Date published: 2018-08-13
Rated 4 out of 5 by from Empathy A short read, but definitely not light. I felt the anguish and inner conflict within each character, causing me to empathize with both, while feeling anguished by their restrained communication.
Date published: 2018-06-18
Rated 4 out of 5 by from Thoroughly Enjoyable To me, this felt like an extended short story and I loved how it flipped between the present day scenario unfolding and the building of their relationship from when they first met. How this can possibly be translated to film I have no idea but I look forward to the awkwardness. As usual, McEwan's writing was beautiful and although the ending was a bit jarring, I believed it. Lovely book.
Date published: 2018-03-12
Rated 3 out of 5 by from Short but impactful. Although this is more of a novella, I thought the author fit a lot in and made 166 pages go on like a full novel. I found the character development impressive, parts of the story were relatable, and the ending was a bit disheartening. Overall a book that confused me slightly but would recommend due to the somewhat random, surprising, plot.
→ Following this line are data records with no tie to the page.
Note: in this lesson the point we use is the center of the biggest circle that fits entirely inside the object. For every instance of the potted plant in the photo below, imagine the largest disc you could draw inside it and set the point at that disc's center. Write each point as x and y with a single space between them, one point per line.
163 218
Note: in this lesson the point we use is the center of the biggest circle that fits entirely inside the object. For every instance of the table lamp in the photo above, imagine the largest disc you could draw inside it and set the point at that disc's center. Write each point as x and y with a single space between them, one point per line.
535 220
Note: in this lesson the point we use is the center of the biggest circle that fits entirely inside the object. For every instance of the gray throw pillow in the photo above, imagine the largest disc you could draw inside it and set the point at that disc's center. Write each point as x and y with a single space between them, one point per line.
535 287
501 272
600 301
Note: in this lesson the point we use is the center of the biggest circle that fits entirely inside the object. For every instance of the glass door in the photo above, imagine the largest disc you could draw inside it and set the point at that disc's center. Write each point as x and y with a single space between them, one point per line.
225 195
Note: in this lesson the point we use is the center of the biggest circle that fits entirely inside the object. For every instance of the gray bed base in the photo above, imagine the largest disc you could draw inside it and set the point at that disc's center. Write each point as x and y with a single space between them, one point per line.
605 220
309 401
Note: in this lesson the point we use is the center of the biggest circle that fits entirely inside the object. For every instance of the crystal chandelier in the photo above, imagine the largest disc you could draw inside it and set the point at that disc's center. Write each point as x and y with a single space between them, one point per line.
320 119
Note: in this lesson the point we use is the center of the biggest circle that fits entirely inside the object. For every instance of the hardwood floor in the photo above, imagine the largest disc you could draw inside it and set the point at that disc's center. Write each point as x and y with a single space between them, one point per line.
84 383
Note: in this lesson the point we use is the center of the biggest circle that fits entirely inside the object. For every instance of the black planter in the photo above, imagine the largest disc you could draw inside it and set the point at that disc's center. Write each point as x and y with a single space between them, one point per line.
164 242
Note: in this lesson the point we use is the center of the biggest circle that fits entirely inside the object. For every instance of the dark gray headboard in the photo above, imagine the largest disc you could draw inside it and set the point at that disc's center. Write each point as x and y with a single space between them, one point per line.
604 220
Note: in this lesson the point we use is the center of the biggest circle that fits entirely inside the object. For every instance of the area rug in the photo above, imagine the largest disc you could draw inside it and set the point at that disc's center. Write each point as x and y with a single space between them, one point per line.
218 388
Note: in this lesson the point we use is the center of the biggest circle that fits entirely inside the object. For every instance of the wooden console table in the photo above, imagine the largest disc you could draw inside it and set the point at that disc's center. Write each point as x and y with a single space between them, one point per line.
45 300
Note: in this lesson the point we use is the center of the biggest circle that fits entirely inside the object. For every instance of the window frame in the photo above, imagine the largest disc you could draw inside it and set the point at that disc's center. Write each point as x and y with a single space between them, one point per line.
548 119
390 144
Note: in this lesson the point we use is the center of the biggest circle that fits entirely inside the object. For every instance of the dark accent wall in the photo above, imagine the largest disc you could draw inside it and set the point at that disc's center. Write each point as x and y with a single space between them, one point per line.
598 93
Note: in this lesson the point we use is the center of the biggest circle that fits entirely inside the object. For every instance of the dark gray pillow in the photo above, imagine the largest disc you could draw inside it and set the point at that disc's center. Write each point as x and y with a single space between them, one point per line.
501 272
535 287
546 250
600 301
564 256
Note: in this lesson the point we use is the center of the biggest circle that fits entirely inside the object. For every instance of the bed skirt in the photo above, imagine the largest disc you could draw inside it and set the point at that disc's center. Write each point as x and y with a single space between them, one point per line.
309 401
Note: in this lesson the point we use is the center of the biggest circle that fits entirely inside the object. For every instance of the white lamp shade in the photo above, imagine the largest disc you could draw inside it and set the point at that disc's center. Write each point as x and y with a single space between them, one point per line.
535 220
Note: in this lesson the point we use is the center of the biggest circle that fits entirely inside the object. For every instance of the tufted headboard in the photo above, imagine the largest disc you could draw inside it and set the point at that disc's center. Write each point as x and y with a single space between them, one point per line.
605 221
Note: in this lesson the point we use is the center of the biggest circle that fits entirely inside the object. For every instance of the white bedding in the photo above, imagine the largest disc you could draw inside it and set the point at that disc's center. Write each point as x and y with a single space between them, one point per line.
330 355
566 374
Date published: 2018-03-06
Rated 3 out of 5 by from Not really memorable The beginning was good but a little slow. I liked the ending but it's not one of Ian McEwans best stories that I have read. #plumreview
Date published: 2017-01-13
Rated 1 out of 5 by from Bloody hell. This book started off so enjoyably. But then I think McEwan got pulled away for dinner and forgot to finish it. I feel as though my money was stolen.
Date published: 2014-03-22
Rated 2 out of 5 by from on chesil beach Just read this book and simply do not get the hype about it or the Author, it was boring at best.  Sadly the best part was the cover design and fancy cutting of the pages. I read about 25 books a month from all areas of interest, if that makes my opinion valid or not, I guess it's just that...my opinion :)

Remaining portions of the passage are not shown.